When Apple CEO Tim Cook appeared before a panel of Senators Tuesday, much of the questioning centered around why so much of the company’s money sits untaxed overseas. Cook defended the practice, saying his company doesn’t “depend on gimmicks” to lower its tax rate. But a report released earlier this year found that Apple has saved billions using another form of creative accounting.

Apple is one of a number of companies that saved billions of dollars by taking advantage of the “excess stock options” tax break, the left-leaning Citizens for Tax Justice found last month. The legal tax loophole allows corporations to deduct compensation that they dole out to executives in the form of stock options as an expense, the same way they would deduct cash compensation. Stock options, unlike cash compensation, however, don't hurt a company’s bottom line.

“The only meaningful costs associated with this are that the more stock you issue, the more it dilutes the value of the stock that's already held by shareholders,” Matthew Gardner the executive director of the Institute on Taxation and Economic Policy told The Huffington Post last month.
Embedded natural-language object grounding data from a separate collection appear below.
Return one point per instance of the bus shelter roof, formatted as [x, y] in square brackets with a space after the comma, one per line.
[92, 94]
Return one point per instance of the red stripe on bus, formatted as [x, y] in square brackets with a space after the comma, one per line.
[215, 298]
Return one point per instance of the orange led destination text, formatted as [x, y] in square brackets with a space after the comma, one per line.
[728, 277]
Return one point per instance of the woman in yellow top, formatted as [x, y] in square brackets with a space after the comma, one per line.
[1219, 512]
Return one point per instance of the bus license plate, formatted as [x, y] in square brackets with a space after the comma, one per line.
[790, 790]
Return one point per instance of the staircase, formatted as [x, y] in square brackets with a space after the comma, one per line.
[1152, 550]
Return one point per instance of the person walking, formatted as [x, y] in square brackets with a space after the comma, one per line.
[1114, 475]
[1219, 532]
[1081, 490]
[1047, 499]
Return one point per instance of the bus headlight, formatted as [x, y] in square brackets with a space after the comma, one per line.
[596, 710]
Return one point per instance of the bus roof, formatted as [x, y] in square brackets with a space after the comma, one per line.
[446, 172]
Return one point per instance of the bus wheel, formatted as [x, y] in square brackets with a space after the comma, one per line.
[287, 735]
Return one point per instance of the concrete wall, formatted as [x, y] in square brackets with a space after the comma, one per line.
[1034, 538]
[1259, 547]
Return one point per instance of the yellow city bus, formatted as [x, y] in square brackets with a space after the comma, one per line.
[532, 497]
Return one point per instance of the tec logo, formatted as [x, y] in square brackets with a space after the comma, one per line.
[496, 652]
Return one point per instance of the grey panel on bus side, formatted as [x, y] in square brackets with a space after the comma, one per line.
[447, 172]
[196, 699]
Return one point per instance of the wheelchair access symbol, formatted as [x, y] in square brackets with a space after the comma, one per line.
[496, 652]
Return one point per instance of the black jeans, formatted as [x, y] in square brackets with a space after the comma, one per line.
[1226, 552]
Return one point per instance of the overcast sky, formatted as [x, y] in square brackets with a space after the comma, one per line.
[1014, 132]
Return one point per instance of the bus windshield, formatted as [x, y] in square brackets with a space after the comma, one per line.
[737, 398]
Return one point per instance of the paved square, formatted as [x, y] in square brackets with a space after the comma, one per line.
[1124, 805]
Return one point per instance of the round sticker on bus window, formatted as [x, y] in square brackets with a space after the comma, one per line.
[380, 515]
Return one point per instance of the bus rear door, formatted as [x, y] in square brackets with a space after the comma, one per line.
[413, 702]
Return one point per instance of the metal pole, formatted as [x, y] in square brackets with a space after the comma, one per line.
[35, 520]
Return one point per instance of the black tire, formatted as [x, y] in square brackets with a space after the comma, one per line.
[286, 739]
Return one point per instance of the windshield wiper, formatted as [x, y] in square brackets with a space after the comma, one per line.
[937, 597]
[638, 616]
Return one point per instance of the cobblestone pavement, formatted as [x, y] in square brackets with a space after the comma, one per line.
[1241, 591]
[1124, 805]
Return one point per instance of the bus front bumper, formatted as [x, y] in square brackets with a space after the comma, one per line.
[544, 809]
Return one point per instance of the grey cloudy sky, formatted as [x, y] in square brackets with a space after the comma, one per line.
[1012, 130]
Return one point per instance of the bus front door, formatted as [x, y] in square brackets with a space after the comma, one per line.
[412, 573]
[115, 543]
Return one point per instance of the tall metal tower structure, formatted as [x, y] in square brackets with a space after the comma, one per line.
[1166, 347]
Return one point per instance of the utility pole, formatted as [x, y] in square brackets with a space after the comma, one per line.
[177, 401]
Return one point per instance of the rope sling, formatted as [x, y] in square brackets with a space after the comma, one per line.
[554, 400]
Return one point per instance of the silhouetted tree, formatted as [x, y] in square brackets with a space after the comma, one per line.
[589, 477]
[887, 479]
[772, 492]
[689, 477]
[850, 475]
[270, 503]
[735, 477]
Apple took home $3.2 billion between 2010 and 2012 thanks to this tax break -- the most of any company, the report found. But it’s not the only company taking advantage of the loophole. Activists have criticized Facebook over its use of the executive stock option tax break in recent months after the social networking giant used it to wipe out its entire tax liability in 2012.

Though using the tax break has been rather common practice among technology companies, which tend to issue a higher percentage of their compensation in stock options, it’s becoming more common and lawmakers are slowly starting to take notice, Gardner said.
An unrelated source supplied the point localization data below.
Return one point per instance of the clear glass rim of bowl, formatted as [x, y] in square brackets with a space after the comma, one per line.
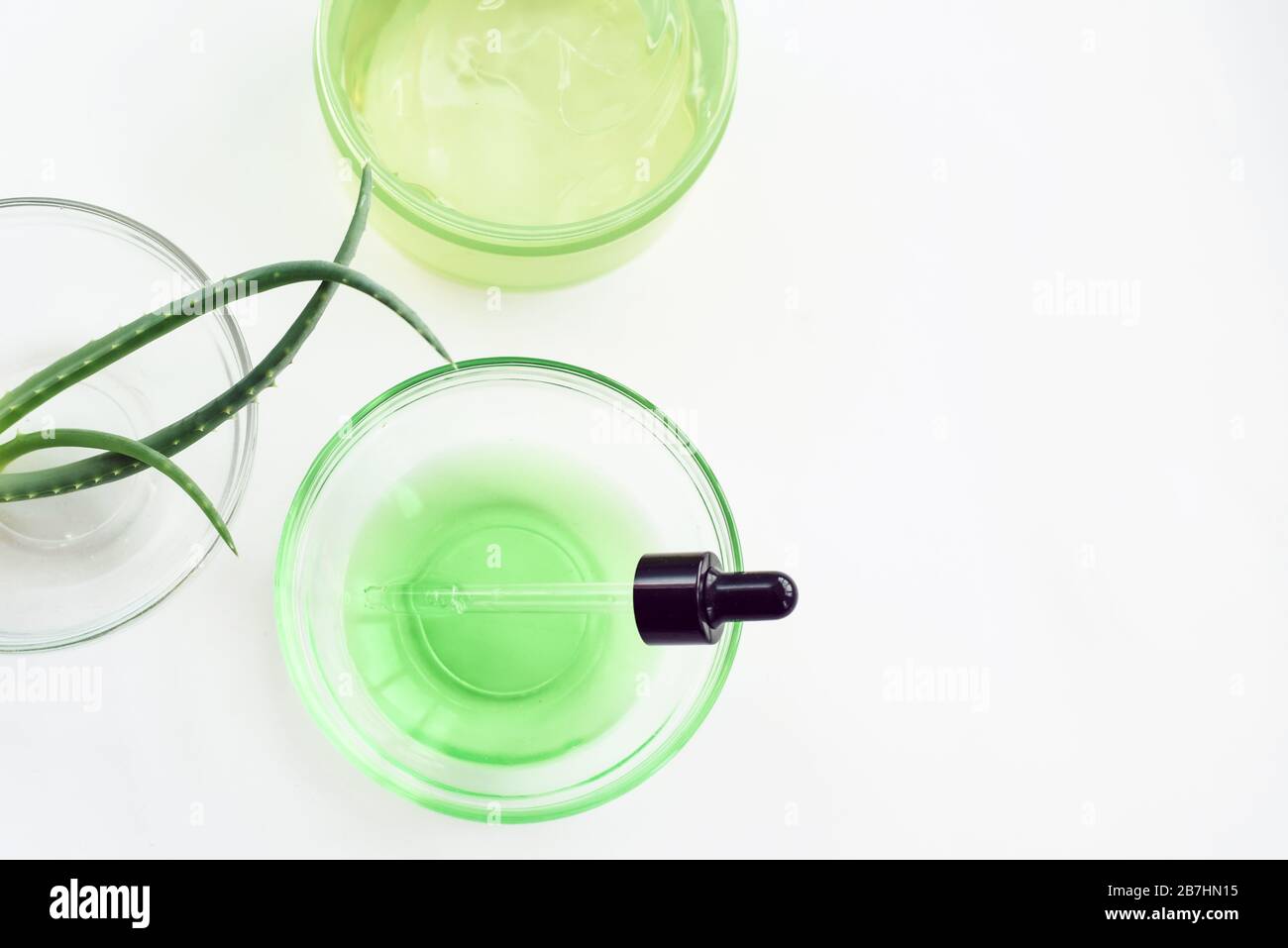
[159, 245]
[296, 638]
[510, 239]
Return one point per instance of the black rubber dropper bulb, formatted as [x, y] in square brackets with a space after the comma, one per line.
[686, 597]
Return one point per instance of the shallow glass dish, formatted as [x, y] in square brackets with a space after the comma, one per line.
[500, 721]
[77, 566]
[526, 146]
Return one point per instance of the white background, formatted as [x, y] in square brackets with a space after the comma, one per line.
[1083, 509]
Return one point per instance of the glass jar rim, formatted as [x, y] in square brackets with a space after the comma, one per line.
[305, 672]
[518, 240]
[121, 227]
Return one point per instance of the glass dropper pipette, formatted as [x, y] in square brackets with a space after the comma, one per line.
[677, 597]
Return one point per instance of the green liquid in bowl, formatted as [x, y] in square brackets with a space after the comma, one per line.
[490, 473]
[526, 145]
[529, 114]
[493, 687]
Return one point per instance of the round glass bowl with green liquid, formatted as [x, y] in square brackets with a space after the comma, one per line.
[77, 566]
[493, 473]
[526, 145]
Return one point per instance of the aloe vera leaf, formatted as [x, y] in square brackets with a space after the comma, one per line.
[102, 441]
[95, 356]
[171, 440]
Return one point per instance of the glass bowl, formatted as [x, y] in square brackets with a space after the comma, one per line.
[451, 213]
[78, 566]
[540, 471]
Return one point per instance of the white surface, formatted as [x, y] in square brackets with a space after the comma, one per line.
[1085, 510]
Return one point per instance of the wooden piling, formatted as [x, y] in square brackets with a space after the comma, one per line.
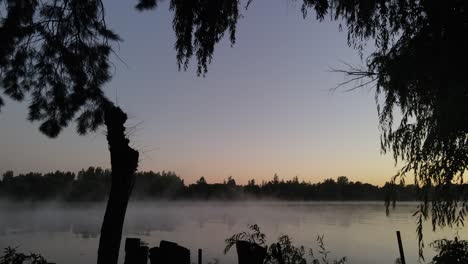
[199, 256]
[400, 247]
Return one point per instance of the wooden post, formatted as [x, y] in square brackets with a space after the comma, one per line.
[400, 247]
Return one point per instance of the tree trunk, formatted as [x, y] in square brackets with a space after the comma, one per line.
[124, 162]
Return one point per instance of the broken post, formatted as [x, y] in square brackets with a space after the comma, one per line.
[400, 247]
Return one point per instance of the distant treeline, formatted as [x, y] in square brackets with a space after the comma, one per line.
[93, 185]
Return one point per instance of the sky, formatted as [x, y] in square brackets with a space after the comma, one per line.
[265, 106]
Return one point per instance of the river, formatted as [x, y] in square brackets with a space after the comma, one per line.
[361, 231]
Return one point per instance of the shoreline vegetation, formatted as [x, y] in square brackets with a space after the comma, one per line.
[92, 185]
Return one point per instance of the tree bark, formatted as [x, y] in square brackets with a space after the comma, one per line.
[124, 162]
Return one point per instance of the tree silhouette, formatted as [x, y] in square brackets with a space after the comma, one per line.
[56, 53]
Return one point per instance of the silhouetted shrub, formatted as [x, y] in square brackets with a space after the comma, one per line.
[283, 251]
[450, 251]
[10, 256]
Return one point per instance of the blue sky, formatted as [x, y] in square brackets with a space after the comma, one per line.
[264, 107]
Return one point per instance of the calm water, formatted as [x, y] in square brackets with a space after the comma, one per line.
[361, 231]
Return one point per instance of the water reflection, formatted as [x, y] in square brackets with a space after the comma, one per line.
[360, 231]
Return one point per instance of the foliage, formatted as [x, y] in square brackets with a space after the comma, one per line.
[253, 236]
[282, 249]
[450, 251]
[10, 256]
[285, 250]
[92, 184]
[55, 53]
[323, 254]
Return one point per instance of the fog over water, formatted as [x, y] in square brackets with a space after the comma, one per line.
[359, 230]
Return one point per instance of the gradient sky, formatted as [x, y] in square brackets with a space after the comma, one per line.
[264, 107]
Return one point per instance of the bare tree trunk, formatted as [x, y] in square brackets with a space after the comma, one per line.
[124, 162]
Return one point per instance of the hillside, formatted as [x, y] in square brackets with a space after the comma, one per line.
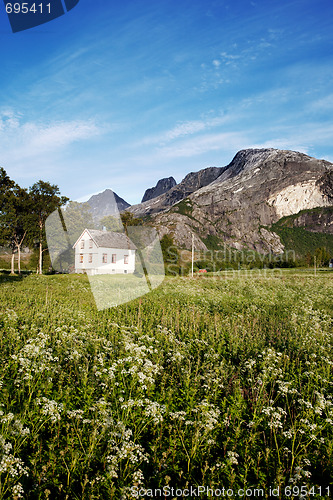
[253, 192]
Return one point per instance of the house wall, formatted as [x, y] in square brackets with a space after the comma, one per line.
[97, 266]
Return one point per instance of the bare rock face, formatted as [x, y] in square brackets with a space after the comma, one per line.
[190, 183]
[161, 187]
[106, 203]
[254, 191]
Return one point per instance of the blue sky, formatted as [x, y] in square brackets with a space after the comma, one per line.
[119, 94]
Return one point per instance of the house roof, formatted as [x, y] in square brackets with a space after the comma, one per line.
[110, 239]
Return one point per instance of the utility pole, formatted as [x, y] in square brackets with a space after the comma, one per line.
[192, 252]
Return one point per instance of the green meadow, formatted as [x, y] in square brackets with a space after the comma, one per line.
[223, 381]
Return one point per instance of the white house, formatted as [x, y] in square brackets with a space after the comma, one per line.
[104, 252]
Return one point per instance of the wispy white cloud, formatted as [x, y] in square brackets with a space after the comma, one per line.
[186, 128]
[22, 139]
[32, 148]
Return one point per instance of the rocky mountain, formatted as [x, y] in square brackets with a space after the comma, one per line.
[106, 203]
[239, 205]
[190, 183]
[161, 187]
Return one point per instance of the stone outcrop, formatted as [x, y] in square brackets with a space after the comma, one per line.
[106, 203]
[254, 191]
[161, 187]
[190, 183]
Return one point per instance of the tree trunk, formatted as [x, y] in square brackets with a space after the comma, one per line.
[40, 265]
[19, 259]
[12, 265]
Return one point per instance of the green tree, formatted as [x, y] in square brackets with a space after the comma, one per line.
[322, 256]
[6, 184]
[17, 220]
[45, 199]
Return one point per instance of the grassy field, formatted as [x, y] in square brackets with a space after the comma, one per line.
[221, 382]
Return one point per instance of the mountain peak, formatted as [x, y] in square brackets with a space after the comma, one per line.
[161, 187]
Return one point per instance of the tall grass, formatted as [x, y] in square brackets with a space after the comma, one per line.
[202, 382]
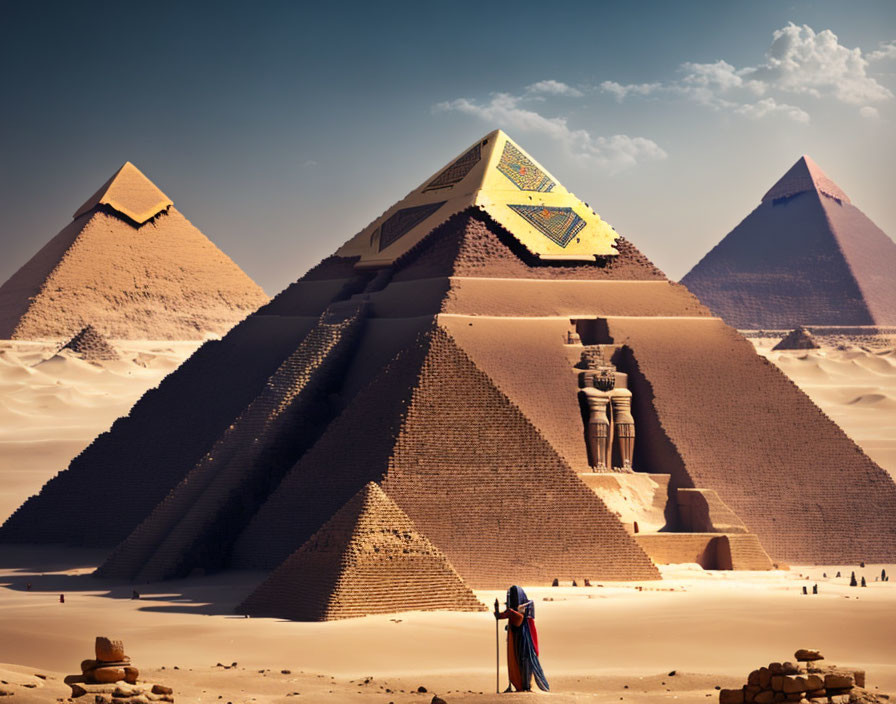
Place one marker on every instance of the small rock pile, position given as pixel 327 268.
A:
pixel 112 679
pixel 809 682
Sen. Carl Levin (D-Mich.), who asked most of the hard-hitting questions during the Apple hearing, introduced legislation last year that would put a cap on the amount of executive stock options companies could deduct from their tax bill, but it wouldn’t get rid of the tax break entirely.

To be fair, the Senate panel's hearing on Apple and the company’s responses largely focused on Apple’s offshore holdings because the practice of leaving profits overseas and subject to low taxes is “probably the biggest issue that ought to be addressed,” CTJ’s director Bob McIntyre told HuffPost. Indeed, companies are stashing a record $1.9 trillion offshore.

“Of course there’s other things companies do,” McIntyre said.